Akreditasi sekolah kegiatan penilaian yang dilakukan oleh pemerintah dan atau lembaga mandiri yang berwenang untuk menentukan kelayakan program dan atau satuan pendidikan pada jalur pendidikan formal dan non-formal pada setiap jenjang dan jenis pendidikan., berdasarkan kriteria yang telah ditetapkan, sebagai bentuk akuntabilitas publik yang dilakukan dilakukan secara obyektif, adil, transparan, dan komprehensif dengan menggunakan instrumen dan kriteria yang mengacu kepada Standar Nasional Pendidikan.

Alasan kebijakan akreditasi sekolah di Indonesia adalah bahwa setiap warga negara berhak memperoleh pendidikan yang bermutu. Untuk dapat menyelenggarakan pendidikan yang bermutu, maka setiap satuan atau program pendidikan harus memenuhi atau melampaui standar yang dilakukan melalui kegiatan akreditasi terhadap kelayakan setiap satuan/program pendidikan.

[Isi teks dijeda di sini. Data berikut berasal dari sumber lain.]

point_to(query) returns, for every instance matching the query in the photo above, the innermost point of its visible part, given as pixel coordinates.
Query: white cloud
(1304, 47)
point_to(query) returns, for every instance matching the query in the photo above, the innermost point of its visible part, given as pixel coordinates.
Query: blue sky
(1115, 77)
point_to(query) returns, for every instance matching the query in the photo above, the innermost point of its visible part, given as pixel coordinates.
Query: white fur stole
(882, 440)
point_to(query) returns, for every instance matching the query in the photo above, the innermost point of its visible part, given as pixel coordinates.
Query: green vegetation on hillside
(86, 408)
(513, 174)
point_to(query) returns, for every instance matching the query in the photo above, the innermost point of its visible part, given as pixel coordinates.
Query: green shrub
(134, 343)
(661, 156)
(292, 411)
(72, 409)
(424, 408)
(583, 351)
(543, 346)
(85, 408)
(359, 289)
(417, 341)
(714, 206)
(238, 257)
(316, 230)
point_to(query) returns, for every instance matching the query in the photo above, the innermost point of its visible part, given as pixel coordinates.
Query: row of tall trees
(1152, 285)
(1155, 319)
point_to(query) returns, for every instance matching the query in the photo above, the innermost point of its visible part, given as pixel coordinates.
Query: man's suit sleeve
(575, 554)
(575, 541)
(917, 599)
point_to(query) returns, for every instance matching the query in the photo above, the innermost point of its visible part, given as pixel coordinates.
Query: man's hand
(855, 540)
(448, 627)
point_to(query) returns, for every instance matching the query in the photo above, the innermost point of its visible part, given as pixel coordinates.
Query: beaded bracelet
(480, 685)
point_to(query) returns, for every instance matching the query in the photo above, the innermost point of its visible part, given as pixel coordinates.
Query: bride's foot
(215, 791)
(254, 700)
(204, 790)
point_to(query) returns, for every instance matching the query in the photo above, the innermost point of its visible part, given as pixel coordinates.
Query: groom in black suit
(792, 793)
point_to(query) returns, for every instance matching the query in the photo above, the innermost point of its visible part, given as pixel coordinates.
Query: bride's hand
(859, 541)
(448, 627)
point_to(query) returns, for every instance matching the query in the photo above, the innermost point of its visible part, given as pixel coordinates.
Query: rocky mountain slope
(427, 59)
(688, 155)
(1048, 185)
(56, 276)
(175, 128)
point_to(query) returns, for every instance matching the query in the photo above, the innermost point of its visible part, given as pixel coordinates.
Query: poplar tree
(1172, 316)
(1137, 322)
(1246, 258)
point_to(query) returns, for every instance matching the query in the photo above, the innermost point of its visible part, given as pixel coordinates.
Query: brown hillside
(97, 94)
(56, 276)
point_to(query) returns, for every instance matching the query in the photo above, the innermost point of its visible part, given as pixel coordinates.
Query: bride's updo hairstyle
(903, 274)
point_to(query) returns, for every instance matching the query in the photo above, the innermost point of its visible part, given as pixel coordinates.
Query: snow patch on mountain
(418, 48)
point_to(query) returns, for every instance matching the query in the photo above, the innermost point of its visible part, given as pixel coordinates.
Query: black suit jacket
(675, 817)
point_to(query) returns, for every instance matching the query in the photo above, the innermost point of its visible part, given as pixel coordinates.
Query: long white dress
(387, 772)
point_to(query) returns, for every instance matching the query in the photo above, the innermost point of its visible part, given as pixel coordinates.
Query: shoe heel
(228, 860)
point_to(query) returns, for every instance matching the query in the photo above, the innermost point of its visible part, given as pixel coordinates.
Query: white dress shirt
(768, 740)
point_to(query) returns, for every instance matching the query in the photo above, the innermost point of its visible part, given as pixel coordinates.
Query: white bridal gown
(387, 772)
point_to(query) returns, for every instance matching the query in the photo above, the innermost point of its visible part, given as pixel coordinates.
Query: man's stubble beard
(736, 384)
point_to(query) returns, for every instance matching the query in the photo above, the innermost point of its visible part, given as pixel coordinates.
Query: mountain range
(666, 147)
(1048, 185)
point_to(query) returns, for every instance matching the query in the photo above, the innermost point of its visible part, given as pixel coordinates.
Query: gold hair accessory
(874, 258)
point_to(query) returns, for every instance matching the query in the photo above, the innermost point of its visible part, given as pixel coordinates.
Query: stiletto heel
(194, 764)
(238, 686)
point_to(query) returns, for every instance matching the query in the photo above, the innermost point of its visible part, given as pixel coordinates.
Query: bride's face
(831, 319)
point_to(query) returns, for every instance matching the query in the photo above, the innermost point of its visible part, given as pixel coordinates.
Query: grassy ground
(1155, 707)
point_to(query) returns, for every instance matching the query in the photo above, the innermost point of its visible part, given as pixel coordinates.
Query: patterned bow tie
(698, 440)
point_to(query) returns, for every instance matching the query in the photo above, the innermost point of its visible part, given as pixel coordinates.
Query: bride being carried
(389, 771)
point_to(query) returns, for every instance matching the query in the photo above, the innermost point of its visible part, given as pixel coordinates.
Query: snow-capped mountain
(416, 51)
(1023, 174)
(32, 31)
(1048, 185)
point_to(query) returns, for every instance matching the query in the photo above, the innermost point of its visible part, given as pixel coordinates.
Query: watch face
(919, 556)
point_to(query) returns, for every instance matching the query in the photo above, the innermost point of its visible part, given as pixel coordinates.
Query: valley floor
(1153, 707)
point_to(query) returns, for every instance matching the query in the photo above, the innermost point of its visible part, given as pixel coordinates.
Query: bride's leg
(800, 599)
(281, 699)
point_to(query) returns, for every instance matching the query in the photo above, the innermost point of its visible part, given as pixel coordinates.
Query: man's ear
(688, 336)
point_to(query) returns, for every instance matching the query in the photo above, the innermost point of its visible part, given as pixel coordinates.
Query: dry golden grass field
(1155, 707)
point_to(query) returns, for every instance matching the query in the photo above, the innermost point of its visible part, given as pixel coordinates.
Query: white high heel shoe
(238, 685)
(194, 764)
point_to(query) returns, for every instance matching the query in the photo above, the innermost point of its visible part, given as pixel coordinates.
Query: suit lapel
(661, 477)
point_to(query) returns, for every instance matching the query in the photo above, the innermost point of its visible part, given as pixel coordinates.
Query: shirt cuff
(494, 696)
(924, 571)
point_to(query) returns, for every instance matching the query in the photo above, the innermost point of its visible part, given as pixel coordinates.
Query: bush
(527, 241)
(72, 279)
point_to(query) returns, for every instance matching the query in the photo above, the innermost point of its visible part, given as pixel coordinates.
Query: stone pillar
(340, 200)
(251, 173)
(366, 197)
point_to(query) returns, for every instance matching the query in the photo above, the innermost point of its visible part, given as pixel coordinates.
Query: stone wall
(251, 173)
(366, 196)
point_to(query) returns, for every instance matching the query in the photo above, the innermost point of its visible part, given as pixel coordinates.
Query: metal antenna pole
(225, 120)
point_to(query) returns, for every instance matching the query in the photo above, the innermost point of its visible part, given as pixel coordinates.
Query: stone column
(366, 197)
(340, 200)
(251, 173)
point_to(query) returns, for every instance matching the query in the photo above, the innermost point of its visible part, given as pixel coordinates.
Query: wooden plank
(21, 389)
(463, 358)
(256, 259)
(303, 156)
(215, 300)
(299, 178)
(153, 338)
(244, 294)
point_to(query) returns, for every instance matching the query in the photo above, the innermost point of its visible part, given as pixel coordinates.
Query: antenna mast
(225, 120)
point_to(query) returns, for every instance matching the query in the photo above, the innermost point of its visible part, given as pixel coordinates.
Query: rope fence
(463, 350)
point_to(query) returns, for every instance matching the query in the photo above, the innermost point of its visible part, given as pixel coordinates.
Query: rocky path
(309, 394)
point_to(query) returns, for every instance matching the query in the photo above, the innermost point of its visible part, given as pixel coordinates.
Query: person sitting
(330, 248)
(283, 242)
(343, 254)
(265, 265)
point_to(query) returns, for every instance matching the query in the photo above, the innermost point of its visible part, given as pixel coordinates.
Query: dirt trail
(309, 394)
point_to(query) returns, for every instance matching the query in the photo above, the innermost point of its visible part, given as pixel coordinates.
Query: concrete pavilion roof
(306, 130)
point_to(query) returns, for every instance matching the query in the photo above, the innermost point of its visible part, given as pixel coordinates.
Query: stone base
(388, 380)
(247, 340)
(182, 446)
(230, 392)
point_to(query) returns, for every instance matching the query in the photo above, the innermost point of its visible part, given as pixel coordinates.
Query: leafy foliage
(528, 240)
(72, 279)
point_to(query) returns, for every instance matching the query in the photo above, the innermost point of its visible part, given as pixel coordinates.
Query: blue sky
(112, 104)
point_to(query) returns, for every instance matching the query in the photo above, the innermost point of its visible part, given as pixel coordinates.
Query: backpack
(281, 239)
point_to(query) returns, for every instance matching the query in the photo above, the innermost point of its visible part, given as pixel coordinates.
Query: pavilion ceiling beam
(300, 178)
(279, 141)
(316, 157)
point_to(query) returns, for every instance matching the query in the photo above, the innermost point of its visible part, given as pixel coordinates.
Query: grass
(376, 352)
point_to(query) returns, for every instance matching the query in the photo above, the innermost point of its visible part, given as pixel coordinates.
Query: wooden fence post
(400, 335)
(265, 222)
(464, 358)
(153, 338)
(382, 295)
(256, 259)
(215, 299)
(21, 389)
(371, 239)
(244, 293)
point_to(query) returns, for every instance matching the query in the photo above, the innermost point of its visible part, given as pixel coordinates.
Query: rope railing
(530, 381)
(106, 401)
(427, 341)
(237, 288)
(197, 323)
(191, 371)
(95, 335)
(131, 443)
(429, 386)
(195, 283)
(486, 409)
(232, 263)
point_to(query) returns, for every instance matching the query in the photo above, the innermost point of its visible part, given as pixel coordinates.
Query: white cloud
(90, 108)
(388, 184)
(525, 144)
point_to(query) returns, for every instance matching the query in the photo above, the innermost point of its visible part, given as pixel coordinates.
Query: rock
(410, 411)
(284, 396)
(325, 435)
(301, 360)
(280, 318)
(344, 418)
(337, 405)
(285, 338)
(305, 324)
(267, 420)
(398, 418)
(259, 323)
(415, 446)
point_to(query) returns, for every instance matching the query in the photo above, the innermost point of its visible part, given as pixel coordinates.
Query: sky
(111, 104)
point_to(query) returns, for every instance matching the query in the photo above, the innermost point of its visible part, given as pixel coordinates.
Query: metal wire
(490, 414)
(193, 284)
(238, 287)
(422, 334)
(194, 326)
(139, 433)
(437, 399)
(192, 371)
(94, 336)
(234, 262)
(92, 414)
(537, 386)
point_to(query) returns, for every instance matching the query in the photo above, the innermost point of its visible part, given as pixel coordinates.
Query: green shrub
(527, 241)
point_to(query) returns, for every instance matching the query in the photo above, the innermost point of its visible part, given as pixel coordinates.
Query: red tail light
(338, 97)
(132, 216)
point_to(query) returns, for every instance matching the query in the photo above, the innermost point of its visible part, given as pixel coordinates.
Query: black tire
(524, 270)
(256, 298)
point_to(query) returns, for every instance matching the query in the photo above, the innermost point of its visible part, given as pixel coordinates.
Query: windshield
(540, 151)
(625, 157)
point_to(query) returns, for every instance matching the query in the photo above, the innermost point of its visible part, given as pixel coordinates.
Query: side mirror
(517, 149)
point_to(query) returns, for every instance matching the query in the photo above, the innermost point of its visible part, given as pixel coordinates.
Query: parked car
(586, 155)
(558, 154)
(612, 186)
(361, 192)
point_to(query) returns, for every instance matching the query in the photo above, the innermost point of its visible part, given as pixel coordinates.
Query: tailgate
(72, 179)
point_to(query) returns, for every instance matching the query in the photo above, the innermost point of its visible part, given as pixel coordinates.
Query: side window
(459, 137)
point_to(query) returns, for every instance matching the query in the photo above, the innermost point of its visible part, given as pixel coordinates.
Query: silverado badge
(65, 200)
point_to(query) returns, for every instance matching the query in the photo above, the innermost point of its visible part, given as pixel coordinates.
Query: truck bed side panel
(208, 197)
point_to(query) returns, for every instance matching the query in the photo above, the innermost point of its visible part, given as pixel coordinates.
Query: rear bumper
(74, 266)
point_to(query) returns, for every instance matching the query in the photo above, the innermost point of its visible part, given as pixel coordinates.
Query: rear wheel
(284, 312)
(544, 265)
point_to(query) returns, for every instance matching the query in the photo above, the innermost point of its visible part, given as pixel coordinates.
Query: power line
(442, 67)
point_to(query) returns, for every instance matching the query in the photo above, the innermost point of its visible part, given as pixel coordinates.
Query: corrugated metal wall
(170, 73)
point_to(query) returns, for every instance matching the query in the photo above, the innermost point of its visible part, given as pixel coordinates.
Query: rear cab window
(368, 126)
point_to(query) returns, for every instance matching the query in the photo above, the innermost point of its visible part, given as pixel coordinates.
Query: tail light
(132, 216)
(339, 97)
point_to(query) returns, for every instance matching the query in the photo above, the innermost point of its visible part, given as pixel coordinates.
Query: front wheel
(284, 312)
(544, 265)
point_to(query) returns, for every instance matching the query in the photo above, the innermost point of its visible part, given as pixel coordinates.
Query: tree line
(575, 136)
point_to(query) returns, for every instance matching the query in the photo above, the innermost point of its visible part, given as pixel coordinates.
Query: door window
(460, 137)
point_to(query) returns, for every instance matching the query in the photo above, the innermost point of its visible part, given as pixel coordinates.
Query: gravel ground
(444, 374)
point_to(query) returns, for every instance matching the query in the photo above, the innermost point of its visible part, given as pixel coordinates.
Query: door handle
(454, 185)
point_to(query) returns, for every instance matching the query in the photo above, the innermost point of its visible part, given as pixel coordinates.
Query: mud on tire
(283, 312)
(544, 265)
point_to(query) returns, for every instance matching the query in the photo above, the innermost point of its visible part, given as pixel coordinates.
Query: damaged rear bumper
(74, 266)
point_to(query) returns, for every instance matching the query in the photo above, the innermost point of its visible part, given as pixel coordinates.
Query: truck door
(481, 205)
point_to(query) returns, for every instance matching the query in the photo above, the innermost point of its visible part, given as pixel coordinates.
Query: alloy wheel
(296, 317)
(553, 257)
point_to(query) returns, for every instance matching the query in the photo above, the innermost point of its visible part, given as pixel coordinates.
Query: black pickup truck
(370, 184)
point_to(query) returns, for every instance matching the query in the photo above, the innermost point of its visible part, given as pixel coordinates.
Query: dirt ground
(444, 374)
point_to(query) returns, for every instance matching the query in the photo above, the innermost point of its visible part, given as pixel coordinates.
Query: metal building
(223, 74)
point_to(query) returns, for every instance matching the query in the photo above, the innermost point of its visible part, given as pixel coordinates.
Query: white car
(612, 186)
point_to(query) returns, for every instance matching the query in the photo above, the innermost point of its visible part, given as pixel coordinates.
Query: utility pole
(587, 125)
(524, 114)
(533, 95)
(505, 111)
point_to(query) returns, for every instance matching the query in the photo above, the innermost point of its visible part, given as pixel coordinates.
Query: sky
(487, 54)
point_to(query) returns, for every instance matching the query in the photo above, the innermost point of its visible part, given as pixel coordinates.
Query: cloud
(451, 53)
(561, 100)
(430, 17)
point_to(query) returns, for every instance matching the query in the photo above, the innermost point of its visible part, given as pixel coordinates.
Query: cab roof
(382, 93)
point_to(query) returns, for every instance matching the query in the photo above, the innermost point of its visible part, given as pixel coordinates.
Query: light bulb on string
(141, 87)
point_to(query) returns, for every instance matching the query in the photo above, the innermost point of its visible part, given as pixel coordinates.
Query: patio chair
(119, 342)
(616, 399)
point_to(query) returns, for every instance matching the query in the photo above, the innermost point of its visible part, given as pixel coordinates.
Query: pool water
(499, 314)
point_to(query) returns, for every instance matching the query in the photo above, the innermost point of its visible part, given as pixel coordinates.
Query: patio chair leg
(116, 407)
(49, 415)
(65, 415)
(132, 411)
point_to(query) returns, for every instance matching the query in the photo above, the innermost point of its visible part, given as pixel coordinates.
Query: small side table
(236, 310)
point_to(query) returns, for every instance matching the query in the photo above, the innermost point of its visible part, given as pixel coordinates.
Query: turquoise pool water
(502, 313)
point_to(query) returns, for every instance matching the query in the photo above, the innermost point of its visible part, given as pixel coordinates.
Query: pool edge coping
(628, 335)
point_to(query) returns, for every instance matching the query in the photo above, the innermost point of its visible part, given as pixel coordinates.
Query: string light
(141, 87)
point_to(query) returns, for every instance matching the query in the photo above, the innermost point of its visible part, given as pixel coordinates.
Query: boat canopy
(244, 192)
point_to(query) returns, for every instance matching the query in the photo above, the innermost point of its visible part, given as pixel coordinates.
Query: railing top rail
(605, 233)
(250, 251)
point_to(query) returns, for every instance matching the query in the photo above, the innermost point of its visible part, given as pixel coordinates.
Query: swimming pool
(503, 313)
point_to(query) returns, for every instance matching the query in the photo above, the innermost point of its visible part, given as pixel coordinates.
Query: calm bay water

3)            Standarisasi

Standar Nasional Pendidikan adalah kriteria minimal tentang sistem pendidikan di seluruh wilayah hukum Negara Kesatuan Republik Indonesia. Standar Nasional Pendidikan terdiri dari :

a)             Standar Kompetensi Lulusan

b)             Standar Isi

c)             Standar Proses

d)            Standar Pendidikan dan Tenaga Kependidikan

e)             Standar Sarana dan Prasarana

f)              Standar Pengelolaan

g)             Standar Pembiayaan Pendidikan

h)             Standar Penilaian Pendidikan

 

Fungsi dan Tujuan Standar :

a)             Standar Nasional Pendidikan berfungsi sebagai dasar dalam perencanaan, pelaksanaan, dan pengawasan pendidikan dalam rangka mewujudkan pendidikan nasional yang bermutu.

b)             Standar Nasional Pendidikan bertujuan menjamin mutu pendidikan nasional dalam rangka mencerdaskan kehidupan bangsa dan membentuk watak serta peradaban bangsa yang bermartabat.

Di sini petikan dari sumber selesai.